Back in October, Illarionov had characterized the “atmosphere of fear” spreading in the country, but it appears that he is not inhaling this poisoned air. There is no issue more sensitive to the “president’s men” than Yukos; and only one man dares to step again and again on this painful toe. It was unthinkable that this behavior could be left unpunished, and, indeed, this week Illarionov was relieved of his duties as the president’s “sherpa” in the G8 (Gazeta.ru, January 4). The punishment appears quite mild, and many Russian commentators ponder about Illarionov’s boldness, applauding his skill in a situation where a “proper” reaction would only make things worse or speculating about a possible ‘”green light” for this dissent coming from Putin, who might be eager to maintain some illusions about his liberalism (vip.lenta.ru, January 7).

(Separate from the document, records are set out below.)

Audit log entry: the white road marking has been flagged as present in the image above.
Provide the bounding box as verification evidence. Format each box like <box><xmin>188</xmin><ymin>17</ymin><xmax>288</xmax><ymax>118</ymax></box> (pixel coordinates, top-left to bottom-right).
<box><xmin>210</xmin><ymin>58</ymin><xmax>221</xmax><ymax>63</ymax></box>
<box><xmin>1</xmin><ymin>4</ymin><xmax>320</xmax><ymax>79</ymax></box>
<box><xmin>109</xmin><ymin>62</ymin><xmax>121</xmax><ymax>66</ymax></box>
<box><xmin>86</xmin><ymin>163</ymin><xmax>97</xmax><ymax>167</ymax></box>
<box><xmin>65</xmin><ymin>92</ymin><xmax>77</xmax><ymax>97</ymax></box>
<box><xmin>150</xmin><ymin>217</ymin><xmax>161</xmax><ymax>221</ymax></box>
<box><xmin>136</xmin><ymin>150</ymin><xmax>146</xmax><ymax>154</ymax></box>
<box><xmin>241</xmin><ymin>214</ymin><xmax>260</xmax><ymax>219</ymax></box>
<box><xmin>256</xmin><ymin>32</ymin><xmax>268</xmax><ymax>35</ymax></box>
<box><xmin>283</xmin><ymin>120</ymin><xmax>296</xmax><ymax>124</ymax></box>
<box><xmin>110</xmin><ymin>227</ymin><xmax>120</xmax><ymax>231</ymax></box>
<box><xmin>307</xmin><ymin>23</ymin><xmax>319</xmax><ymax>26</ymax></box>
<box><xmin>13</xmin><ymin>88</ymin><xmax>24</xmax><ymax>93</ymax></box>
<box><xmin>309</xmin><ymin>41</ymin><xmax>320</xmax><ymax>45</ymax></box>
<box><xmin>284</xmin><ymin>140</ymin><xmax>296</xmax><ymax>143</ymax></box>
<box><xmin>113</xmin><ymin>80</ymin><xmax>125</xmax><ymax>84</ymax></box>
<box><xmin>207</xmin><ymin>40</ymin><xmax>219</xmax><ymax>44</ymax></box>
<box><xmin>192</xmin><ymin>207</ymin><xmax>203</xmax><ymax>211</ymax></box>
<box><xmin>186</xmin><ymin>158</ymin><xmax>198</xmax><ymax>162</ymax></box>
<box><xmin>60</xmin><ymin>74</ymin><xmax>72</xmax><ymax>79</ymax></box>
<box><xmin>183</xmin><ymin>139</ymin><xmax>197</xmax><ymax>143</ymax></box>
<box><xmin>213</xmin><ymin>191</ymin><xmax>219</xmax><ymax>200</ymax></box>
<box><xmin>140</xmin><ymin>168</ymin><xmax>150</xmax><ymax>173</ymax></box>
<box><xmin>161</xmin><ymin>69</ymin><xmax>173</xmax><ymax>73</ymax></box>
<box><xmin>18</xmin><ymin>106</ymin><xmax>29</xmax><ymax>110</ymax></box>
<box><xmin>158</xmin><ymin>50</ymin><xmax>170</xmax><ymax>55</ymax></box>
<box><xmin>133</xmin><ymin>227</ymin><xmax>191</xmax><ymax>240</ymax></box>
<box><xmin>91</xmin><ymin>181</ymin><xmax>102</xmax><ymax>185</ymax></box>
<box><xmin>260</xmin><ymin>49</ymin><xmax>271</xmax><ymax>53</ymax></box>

It is nevertheless entirely possible that Illarionov remains immune to the widespread bureaucratic fear, because he is ready to resign from his post at any moment and does not depend upon the benevolence of the highest levels. The faceless “gray cardinals” around the president could deny him access to the “royal ear,” so he gets attention by creating a public scandal. His lengthy interview with Ekho Moskvy on December 30 conveys a genuine impression that he is convinced that the wall of self-deception around the Kremlin has to be breached — and that he does not care if his one-man assault costs him the job.

Illarionov probably deserves to be called the “man of the year” in Russian politics, but there is another candidate for that honor who spent all 2004 behind bars. The president’s adviser acknowledged the moral leadership of that man by paying a surprise visit to Moscow’s Meschansky court on December 31. Nothing special was happening there that day, just a regular session in the endless hearings of the case of former Yukos chief Mikhail Khodorkovsky.